It's official. Australia entered the first year of Sarbanes-Oxley reporting under Section 404 on July 15, 2006.
Issuers outside the US who fall under Section 404 are required to file audit reports relating to internal controls for the first fiscal year ending on or after that date.
This includes documented financial processes, risk assessment and financial reporting controls.
Australian companies can expect a few mistakes. In the US, one in six companies failed to meet Sarbanes-Oxley (SOX) compliance in the first year.
Australian head of KPMG of Sarbanes-Oxley compliance, Brian Bogardus, said it is hard to say why these companies are failing as there are too many complexities involved, adding that the Securities and Exchange Commission (SEC) disclosures do not go into tremendous detail.
Bogardus said one area where companies struggle is the impact of IT on internal reporting, because the solutions are not simple.
Fortunately, only 6 percent of companies in Australia need to comply with the mandate.

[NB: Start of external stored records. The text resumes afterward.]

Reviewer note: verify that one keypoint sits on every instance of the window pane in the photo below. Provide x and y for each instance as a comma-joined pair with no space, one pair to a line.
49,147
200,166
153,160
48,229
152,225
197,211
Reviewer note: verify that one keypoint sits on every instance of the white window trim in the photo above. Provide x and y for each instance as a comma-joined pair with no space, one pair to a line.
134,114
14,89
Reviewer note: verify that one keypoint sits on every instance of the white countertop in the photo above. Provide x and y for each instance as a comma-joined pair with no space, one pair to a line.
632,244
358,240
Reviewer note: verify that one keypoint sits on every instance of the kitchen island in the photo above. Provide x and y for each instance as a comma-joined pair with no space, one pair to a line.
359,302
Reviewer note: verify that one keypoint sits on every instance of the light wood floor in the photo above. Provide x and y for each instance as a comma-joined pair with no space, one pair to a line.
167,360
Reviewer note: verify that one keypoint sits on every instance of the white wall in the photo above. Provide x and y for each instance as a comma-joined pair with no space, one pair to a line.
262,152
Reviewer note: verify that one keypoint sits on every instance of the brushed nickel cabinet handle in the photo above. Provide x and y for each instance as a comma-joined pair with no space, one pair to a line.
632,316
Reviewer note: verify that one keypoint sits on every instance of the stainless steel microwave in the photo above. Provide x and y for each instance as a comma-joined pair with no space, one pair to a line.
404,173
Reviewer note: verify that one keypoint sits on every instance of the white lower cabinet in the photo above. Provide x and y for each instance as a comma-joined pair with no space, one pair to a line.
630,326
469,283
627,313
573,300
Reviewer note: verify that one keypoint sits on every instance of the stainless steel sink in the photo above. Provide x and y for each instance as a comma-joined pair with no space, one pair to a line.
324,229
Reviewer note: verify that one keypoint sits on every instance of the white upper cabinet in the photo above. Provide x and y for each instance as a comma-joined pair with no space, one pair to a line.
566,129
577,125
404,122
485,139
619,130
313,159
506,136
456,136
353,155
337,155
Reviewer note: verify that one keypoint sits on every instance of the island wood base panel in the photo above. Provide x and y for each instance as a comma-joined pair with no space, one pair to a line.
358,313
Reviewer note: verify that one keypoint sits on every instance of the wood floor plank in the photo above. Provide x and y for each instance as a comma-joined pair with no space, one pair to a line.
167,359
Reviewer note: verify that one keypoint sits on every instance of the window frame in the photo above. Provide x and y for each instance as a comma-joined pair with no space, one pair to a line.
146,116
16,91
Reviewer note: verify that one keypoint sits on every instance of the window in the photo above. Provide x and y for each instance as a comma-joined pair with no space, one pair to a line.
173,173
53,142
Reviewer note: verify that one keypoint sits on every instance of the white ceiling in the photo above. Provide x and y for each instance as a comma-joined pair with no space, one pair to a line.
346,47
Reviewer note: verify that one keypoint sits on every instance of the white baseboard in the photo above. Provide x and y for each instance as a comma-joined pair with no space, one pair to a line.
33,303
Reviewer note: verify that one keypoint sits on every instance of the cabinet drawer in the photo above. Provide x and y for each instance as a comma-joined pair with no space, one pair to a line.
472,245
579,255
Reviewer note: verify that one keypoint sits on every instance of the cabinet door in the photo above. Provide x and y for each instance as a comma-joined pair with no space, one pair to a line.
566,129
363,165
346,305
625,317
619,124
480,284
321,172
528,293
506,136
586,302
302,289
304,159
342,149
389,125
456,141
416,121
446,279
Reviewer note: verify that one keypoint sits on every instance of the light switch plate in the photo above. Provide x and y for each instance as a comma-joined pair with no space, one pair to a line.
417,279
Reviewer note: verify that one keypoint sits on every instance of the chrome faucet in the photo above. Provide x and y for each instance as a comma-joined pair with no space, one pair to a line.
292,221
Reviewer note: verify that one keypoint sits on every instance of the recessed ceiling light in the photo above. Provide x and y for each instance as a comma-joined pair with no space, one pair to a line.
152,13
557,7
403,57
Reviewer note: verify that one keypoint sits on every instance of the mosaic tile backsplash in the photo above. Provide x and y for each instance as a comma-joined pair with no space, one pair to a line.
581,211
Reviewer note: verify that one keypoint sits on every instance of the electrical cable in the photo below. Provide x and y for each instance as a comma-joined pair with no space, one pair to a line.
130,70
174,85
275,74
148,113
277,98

But even outside legal mandates, companies find other audit controls covering both internal partners and suppliers a struggle.
KPMG claims only six percent of companies conduct audits of reporting controls and, as a result, businesses are losing billions of dollars.
KPMG claims 90 percent of IT businesses that undertake a review of self-reporting relationships (SRR) find under-reporting by partners or customers.
This figure translates into billions of unaccounted dollars, according to a KPMG report.
In a self-reporting environment, each party involved provides the other with information relating to activity, such as sales volume data.
The study, entitled Contract Compliance in the High-Tech Industry, also found that the reason such SSR are not audited is fear of offending a business partner or customer.
Nearly 60 percent of the respondents agreed that, by not auditing partners' reports they risked encouraging grey market activity in products.
Maurice Pagnozzio, KPMG contract compliance services Asia Pacific leader, said if companies can see the benefits in better control of intellectual property as well, the arguments for bringing SRRs under proper control begin to look overwhelming.
"Of the 155 respondents we surveyed, 72 percent indicated they were in a SRR, yet only six percent said they audit even half of their relationships," Pagnozzio said.
"Most often, the misreporting is not intended or malicious, it's simply because of poor compliance processes and controls or original contracts that are too vague and therefore easily misunderstood."